21 Il résulte de ce qui précède que ni l'engagement d'une procédure, ni une communication des griefs ne sauraient être considérés, de par leur nature et leurs effets juridiques, comme des décisions au sens de l'article 173 du traité CEE, contre lesquelles un recours en annulation est ouvert. Dans le cadre de la procédure administrative telle qu'elle est organisée par les règlements n° 17 et n° 99-63, ils constituent des actes de procédure, préparatoires par rapport à la décision qui en constitue le terme ultime.

22 Afin de justifier la recevabilité de son recours, IBM se réfère encore aux circonstances particulières de l'espèce et à la nature et aux implications des moyens invoqués par elle au fond, en faisant valoir qu'un recours juridictionnel à un stade précoce devrait être ouvert en espèce tant en application de principes du droit international en la matière qu'en vertu de principes généraux découlant des droits des états membres. Le présent recours aurait en effet pour objet d'établir que la procédure administrative a été entièrement illégale dès son début en vertu de règles du droit communautaire et du droit international, relatives notamment à la compétence d'engager de telles procédures Toute continuation de cette procédure administrative serait illégale, et la possibilité d'obtenir ultérieurement une annulation de la décision finale ne serait pas suffisante pour assurer à IBM une protection juridique efficace.

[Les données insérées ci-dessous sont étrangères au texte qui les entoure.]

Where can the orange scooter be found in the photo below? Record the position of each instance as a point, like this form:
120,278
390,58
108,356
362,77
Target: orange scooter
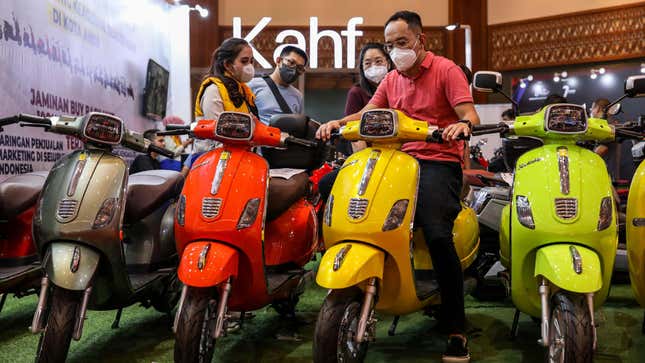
244,237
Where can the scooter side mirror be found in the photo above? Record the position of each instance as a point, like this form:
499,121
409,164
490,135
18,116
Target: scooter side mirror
487,81
614,110
635,86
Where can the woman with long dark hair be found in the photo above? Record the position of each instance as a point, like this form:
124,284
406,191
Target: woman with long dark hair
374,63
224,89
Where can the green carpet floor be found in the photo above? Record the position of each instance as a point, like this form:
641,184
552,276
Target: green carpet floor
145,335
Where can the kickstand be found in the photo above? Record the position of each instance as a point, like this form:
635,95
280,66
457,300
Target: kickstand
516,321
392,329
117,319
2,300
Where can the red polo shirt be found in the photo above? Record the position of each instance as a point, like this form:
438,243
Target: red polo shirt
431,96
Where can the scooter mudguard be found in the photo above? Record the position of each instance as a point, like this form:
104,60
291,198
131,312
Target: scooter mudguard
71,265
635,228
205,264
557,264
348,264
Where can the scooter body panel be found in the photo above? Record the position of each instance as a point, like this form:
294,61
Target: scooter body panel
77,187
71,265
205,264
541,176
635,228
551,262
348,264
293,236
394,177
244,177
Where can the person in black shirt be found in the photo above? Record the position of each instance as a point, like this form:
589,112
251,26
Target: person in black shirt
148,161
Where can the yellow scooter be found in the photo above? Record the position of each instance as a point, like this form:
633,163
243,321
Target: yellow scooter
375,261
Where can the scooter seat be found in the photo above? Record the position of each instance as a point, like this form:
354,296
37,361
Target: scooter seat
284,192
149,190
19,192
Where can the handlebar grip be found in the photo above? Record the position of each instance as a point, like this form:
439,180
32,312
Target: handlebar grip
302,142
173,132
160,150
177,127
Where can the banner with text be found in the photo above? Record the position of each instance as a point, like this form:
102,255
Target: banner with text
71,57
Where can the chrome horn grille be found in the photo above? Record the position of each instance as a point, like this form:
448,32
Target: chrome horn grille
67,209
210,207
357,207
566,208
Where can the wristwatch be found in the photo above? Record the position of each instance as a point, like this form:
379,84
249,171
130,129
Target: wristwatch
467,122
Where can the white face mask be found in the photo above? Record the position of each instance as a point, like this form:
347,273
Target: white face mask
376,73
404,58
247,73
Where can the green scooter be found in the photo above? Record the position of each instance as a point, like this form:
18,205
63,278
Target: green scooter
558,236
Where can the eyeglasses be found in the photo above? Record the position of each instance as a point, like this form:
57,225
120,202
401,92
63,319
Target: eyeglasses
399,43
300,68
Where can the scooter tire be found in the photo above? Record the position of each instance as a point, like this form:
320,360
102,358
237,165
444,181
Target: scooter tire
572,313
338,304
193,331
53,345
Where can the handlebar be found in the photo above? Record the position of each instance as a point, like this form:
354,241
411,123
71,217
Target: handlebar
302,142
160,150
437,138
177,127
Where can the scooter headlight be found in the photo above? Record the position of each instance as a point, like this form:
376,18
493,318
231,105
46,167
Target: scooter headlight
105,213
328,208
524,213
181,210
395,217
604,220
249,214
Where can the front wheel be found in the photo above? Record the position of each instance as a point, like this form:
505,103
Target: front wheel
54,341
336,328
570,330
194,341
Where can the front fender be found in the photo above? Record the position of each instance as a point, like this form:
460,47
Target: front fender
205,264
361,262
555,263
70,265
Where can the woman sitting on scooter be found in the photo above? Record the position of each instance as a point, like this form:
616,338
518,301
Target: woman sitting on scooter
224,89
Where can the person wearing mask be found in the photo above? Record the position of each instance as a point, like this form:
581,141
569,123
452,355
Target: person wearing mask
224,89
148,161
508,115
432,88
275,93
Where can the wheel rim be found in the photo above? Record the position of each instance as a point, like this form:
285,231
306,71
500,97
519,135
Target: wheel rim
348,350
557,347
206,342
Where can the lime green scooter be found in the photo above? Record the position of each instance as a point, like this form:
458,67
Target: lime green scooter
558,237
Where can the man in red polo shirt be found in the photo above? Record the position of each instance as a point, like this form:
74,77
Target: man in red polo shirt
432,88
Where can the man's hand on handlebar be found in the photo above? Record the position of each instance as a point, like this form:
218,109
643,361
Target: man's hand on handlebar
324,131
452,132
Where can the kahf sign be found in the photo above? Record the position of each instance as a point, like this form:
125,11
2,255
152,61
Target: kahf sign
314,36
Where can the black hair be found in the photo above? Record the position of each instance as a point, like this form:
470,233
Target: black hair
509,113
467,72
150,134
293,49
411,18
363,82
226,54
552,99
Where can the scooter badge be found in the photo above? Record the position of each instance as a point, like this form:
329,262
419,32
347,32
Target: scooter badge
340,257
76,259
202,257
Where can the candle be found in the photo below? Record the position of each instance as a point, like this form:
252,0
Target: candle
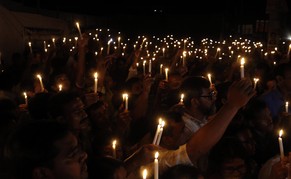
182,98
40,81
60,87
242,72
150,67
166,73
160,133
30,48
157,131
156,165
114,148
95,82
161,68
125,98
144,62
78,27
281,144
255,82
25,97
144,174
209,78
108,47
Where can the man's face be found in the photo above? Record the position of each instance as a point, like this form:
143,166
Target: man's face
76,116
70,163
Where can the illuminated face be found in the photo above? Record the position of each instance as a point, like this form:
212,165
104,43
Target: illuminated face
71,160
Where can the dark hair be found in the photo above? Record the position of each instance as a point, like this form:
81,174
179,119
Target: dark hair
181,171
32,144
192,87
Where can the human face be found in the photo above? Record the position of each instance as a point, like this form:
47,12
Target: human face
234,169
70,163
76,116
207,101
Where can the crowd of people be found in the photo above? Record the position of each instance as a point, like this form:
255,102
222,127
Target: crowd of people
59,120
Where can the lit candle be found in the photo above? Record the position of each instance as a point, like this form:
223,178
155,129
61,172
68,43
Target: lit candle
144,62
209,78
157,131
182,98
150,67
96,82
281,144
25,97
40,81
242,70
156,165
30,48
125,98
78,27
144,174
60,87
160,132
255,82
166,73
114,148
108,47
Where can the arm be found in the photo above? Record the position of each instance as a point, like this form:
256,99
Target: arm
207,136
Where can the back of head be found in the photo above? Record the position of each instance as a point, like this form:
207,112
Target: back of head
32,145
192,86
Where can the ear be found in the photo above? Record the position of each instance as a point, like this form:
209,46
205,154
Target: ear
41,173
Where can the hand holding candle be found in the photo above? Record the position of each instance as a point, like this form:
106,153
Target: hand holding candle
156,165
280,140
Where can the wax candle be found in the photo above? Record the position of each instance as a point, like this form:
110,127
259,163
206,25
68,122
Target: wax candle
182,98
156,165
95,82
25,97
242,70
166,73
281,144
114,148
40,81
144,174
125,98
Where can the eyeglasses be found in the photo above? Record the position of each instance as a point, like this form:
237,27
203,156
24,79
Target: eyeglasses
211,95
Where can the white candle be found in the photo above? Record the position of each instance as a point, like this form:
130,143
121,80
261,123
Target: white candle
157,131
114,148
166,73
95,82
25,97
242,70
150,67
161,69
156,165
182,98
144,174
144,62
209,78
40,81
255,82
281,144
78,27
60,87
125,98
160,132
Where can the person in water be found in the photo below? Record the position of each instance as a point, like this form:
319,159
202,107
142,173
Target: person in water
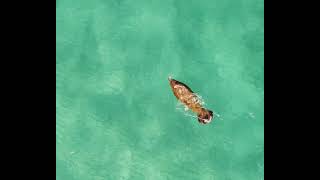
186,96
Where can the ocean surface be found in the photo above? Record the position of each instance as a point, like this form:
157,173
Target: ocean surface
116,116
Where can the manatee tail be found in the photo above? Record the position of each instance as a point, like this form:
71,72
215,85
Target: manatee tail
205,116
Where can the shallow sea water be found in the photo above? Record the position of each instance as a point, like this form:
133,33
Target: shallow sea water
116,114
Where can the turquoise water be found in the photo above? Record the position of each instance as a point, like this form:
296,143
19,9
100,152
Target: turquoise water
116,114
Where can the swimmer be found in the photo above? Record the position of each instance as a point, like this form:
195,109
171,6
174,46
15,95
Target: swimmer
185,95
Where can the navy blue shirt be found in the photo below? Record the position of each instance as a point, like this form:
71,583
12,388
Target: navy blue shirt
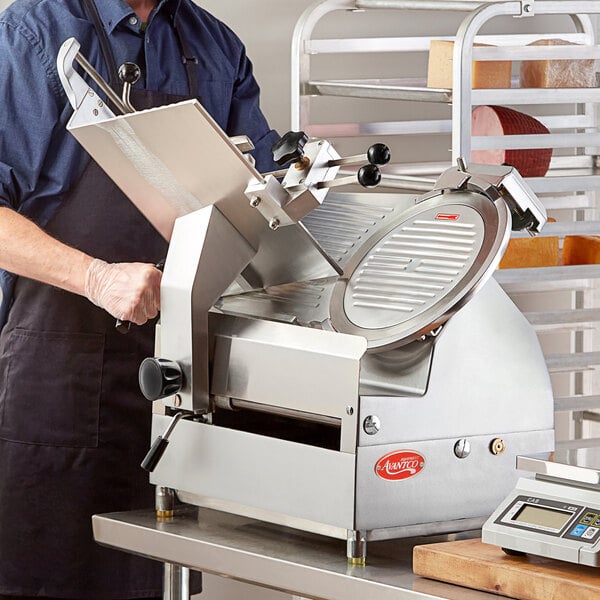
39,160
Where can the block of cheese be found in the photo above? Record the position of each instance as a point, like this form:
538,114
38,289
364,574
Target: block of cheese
499,120
557,73
581,250
523,253
486,74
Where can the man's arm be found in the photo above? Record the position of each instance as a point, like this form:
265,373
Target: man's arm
128,291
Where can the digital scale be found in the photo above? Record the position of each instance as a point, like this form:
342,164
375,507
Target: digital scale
555,515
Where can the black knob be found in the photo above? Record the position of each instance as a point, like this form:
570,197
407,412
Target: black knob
129,73
290,147
159,378
379,154
369,176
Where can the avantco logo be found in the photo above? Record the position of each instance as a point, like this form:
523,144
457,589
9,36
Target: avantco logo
400,464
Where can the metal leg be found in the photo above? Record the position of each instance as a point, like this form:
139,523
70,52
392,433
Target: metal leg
356,549
165,502
176,584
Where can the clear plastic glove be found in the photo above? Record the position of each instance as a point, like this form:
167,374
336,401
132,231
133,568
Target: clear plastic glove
128,291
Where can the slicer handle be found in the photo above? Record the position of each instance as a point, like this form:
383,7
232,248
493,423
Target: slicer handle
160,445
154,454
290,147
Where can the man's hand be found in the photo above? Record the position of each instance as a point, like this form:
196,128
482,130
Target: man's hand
128,291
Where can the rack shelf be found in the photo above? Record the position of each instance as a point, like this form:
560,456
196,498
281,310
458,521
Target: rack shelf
570,114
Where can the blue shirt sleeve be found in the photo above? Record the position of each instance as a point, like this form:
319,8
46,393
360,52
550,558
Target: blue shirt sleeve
246,116
29,115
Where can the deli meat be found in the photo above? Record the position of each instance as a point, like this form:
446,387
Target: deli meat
499,121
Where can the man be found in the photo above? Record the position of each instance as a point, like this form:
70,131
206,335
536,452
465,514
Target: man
76,254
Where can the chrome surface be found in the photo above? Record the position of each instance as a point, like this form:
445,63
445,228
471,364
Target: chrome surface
273,557
559,471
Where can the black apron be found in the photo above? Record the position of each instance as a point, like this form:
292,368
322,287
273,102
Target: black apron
73,423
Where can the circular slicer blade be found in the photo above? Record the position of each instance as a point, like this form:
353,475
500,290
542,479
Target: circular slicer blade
409,278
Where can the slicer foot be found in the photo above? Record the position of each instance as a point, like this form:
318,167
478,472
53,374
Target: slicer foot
165,502
356,548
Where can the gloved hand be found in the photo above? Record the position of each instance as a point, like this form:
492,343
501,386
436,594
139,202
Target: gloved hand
128,291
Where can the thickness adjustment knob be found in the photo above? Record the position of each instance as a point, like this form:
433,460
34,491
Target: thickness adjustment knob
159,378
290,147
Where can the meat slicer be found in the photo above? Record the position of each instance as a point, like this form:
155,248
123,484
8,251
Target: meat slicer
341,363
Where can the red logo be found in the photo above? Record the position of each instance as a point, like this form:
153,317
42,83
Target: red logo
400,464
447,217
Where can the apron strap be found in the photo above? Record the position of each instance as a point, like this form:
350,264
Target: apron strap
91,13
187,58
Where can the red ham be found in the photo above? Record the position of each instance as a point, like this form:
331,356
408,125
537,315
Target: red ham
499,120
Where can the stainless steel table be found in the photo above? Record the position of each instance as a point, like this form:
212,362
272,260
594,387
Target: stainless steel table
299,563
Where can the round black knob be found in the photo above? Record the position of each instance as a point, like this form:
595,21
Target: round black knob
379,154
159,378
369,176
129,73
290,147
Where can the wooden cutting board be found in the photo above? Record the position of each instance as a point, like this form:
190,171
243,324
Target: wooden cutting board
476,565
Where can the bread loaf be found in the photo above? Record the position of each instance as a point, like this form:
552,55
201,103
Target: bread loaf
499,120
486,74
581,250
531,252
557,73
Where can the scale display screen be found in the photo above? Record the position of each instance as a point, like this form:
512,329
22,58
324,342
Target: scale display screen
543,517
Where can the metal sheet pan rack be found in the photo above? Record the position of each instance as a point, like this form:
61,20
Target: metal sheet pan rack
569,190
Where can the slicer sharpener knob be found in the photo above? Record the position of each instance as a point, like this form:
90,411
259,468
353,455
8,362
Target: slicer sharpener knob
369,176
379,154
129,73
159,378
290,147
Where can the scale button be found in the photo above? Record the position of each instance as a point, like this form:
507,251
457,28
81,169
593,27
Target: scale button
588,518
578,530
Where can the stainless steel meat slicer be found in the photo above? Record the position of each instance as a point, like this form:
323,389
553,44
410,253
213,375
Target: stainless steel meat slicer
342,363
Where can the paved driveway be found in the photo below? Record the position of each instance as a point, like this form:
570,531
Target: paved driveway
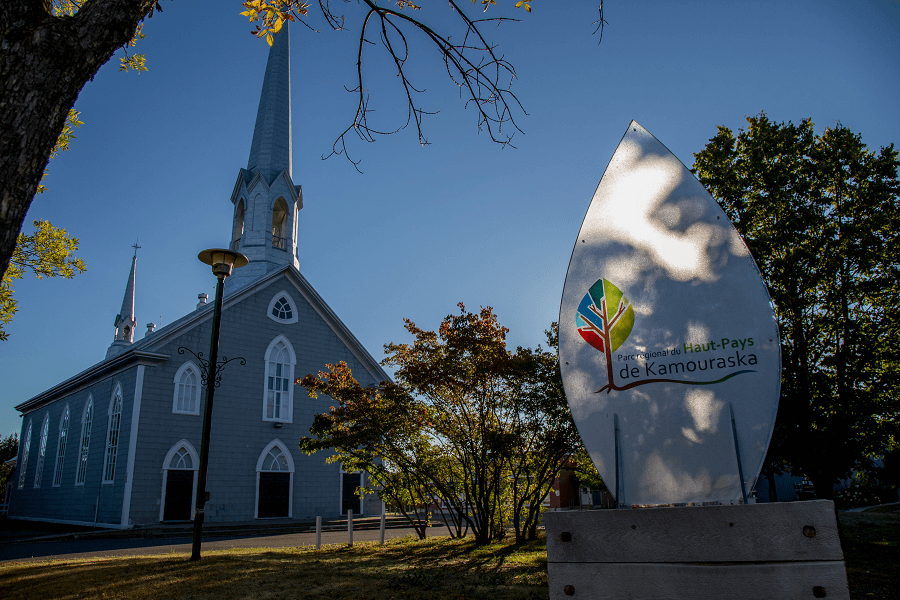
68,549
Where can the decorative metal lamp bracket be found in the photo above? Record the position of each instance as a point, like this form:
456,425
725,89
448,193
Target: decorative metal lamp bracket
220,365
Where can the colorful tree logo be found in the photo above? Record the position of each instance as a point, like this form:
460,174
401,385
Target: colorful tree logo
605,319
602,331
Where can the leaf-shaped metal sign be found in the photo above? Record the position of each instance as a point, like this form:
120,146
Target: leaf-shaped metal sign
666,330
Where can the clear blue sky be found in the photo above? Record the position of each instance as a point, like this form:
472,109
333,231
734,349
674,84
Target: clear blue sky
423,228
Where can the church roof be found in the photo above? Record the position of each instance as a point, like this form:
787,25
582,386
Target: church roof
145,350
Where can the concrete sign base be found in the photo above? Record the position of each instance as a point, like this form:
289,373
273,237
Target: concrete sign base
785,550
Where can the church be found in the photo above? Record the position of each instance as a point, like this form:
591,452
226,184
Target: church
118,444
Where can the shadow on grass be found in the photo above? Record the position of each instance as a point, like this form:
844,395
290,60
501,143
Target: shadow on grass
437,568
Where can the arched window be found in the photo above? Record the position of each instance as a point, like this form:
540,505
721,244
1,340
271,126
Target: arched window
282,308
179,482
112,436
279,224
42,451
238,225
187,390
86,419
279,390
61,447
274,481
23,452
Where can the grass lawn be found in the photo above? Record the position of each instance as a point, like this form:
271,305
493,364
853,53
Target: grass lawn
872,552
406,569
436,569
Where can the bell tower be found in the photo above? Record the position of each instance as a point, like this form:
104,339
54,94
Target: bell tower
266,201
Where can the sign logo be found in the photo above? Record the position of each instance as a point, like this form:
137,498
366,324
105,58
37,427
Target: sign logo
605,318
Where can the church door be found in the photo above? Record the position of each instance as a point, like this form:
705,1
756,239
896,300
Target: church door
350,500
274,494
275,470
179,476
179,488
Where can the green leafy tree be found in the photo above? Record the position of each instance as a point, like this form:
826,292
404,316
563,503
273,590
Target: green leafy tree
470,426
820,215
48,252
379,430
543,430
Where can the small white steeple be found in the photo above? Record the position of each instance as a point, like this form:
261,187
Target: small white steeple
125,321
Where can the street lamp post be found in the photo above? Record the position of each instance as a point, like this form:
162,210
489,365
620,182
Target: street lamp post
222,261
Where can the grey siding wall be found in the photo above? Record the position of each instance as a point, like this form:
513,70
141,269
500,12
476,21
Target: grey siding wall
239,433
93,501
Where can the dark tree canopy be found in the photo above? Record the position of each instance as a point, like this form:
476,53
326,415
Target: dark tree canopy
820,215
49,49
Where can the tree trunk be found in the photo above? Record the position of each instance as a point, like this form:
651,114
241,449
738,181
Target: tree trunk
44,63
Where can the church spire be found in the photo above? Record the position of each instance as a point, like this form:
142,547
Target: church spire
125,320
270,151
265,201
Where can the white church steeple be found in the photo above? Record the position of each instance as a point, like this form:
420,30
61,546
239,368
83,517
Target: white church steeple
266,201
125,320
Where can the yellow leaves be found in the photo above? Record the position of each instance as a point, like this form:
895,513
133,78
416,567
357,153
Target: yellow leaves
47,253
62,142
526,4
486,3
66,8
133,62
272,15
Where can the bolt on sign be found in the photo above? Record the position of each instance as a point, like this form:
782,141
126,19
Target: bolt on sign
667,336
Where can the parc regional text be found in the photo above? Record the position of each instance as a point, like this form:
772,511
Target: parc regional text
704,364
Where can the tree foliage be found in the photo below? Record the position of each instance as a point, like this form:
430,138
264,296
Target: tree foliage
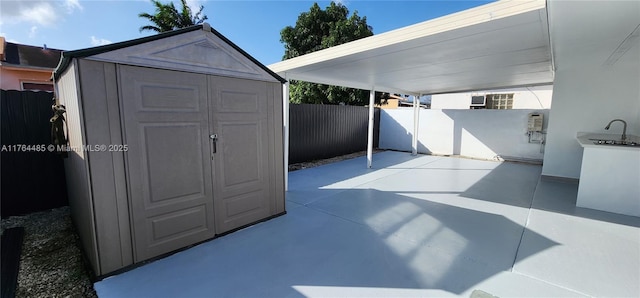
319,29
167,17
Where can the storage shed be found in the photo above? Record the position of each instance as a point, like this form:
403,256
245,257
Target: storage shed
175,138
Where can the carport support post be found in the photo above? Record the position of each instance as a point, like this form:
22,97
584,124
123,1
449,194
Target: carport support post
285,122
372,97
416,121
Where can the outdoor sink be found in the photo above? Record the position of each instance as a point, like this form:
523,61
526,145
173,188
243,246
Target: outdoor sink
614,142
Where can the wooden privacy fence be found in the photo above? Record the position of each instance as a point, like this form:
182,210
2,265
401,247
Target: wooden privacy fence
32,177
324,131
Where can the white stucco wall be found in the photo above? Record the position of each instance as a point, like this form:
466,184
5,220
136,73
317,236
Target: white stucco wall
485,134
536,97
589,91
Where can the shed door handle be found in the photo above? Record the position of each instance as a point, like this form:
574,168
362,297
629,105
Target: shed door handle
214,140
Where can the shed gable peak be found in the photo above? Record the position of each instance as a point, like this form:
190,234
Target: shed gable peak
196,51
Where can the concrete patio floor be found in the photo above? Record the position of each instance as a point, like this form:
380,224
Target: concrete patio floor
412,226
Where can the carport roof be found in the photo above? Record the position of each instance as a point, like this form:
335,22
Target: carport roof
501,44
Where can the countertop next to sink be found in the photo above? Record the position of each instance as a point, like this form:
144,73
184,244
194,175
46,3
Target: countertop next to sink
610,175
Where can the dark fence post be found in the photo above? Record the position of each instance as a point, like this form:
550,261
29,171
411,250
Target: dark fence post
325,131
33,177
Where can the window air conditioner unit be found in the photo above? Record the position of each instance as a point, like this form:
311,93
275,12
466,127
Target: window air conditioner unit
478,101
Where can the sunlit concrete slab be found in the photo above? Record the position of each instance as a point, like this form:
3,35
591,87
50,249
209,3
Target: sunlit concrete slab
413,226
597,252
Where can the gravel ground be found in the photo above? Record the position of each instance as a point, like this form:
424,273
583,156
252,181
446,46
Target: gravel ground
51,264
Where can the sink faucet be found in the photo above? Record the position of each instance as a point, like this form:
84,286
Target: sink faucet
624,129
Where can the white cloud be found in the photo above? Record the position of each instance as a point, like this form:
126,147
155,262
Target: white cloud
39,12
193,4
99,41
72,5
4,34
33,31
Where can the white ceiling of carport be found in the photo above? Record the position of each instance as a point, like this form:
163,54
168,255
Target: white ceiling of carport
501,44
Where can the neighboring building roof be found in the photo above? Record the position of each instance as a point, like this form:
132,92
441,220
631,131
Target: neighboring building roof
67,56
19,55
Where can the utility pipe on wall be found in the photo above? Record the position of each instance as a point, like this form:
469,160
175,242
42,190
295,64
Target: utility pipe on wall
372,95
416,121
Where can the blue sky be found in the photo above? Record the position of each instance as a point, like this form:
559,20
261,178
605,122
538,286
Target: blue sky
253,25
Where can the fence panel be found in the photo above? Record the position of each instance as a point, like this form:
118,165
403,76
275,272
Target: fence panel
31,180
325,131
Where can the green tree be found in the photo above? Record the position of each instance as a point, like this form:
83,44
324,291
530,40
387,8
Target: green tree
167,17
319,29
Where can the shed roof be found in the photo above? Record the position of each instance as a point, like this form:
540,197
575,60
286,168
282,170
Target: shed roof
107,52
501,44
26,56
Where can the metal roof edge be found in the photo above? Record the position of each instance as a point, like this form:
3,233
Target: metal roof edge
461,19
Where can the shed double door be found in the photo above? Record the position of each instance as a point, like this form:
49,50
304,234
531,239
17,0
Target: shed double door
197,160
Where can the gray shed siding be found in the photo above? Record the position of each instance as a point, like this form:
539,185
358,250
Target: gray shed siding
100,190
76,169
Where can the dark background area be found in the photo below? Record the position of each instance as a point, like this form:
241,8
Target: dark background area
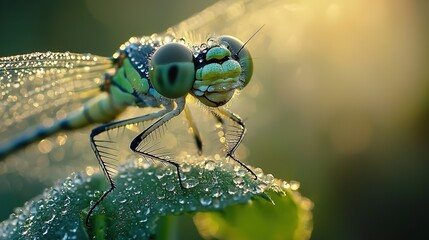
348,116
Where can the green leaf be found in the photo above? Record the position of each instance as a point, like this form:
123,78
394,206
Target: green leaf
148,192
288,216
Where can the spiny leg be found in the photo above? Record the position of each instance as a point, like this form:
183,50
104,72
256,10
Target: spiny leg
195,131
236,119
98,152
180,104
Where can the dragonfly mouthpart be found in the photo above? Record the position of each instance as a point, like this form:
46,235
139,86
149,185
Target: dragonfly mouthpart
215,83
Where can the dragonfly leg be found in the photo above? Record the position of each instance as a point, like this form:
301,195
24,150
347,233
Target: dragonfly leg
179,106
195,131
107,170
236,119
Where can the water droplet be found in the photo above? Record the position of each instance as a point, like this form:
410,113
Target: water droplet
216,203
232,190
268,179
286,185
51,219
160,173
186,167
217,192
190,183
206,200
241,173
170,186
238,181
294,185
258,171
161,195
210,165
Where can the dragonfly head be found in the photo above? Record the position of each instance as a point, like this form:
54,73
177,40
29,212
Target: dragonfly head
211,73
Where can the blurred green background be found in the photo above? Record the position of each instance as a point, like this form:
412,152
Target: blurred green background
340,100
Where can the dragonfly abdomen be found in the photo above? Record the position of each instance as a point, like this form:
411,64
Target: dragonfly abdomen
100,109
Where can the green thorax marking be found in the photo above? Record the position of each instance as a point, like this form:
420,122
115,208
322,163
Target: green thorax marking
126,81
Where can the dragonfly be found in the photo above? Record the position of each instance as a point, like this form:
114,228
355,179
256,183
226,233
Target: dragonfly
161,71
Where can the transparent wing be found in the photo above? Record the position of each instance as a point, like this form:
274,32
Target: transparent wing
39,88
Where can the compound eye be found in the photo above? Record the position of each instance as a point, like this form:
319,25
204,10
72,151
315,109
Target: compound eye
244,57
172,70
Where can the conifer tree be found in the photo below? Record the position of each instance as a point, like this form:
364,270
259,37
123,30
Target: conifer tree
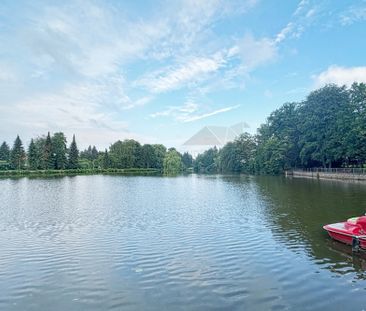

23 Il n'y a pas lieu, aux fins de la présente affaire, de statuer sur la question de savoir si, dans des circonstances exceptionnelles, lorsqu'il s'agit de mesures dépourvues même de toute apparence de légalité, un recours juridictionnel à un stade précoce, tel qu'IBM l'entend, peut être considéré comme compatible avec le système des voies de recours prévu par le traité, car les circonstances alléguées en l'espèce par la requerrant ne sauraient, de toute façon, justifier la recevabilité d'un tel recours.

24 En espèce, par ailleurs, il n'est pas nécessaire, afin d'assurer à IBM une protection juridique efficace, que les actes attaqués puissent faire dès maintenant l'objet d'un recours. Si, aux termes de la procédure administrative, et après examen des observations qu'IBM pourra présenter dans le cadre de celle-ci, la Commission devait adopter une décision affectant les intérêts d'IBM, cette décision pourra faire, en vertu de l'article 173 du traité CEE, l'objet d'un recours juridictionnel dans le cadre duquel il sera loisible à IBM d'invoquer tous moyens utiles. Il appartiendra alors à la Cour d'apprécier si des illégalités ont été commises au cours de la procédure administrative et si celles-ci sont de nature à affecter la légalité de la décision prise par la Commission au terme de la procédure administrative.

25 Le recours doit dès lors être rejeté comme irrecevable.

Sur les dépens

26 Aux termes de l'article 69, paragraphe 2, du règlement de procédure, toute partie qui succombe est condamnée aux dépens, s'il est conclu en ce sens. IBM ayant succombé en son action, il y a lieu de la condamner aux dépens, y compris ceux de la partie intervenante Memorex SA. Il y a lieu de comprendre dans cette condamnation aux dépens, outre les dépens occasionnés par la procédure au principal, ceux occasionnés par la demande d'IBM d'ordonner des mesures provisoires et réservées dans l'ordonnance du 7 juillet 1981 du président de la Ccour, ainsi que ceux occasionnés par la demande d'IBM d'ordonner la communication de certains précisions et documents relatifs à l'engagement de la procédure par la Commission, demande devenue sans objet eu égard au rejet du recours principal.

Par ces motifs, LA COUR, déclare et arrête :

1. Le recours est rejette comme irrecevable.

2. La requerrante est condamnée aux dépens, y compris ceux de la partie intervenante Memorex SA, ainsi que ceux occasionnés par les demandes d'IBM visant à ordonner des mesures provisoires et la communication de certains détails et documents relatifs à l'engagement de la procédure par la Commission.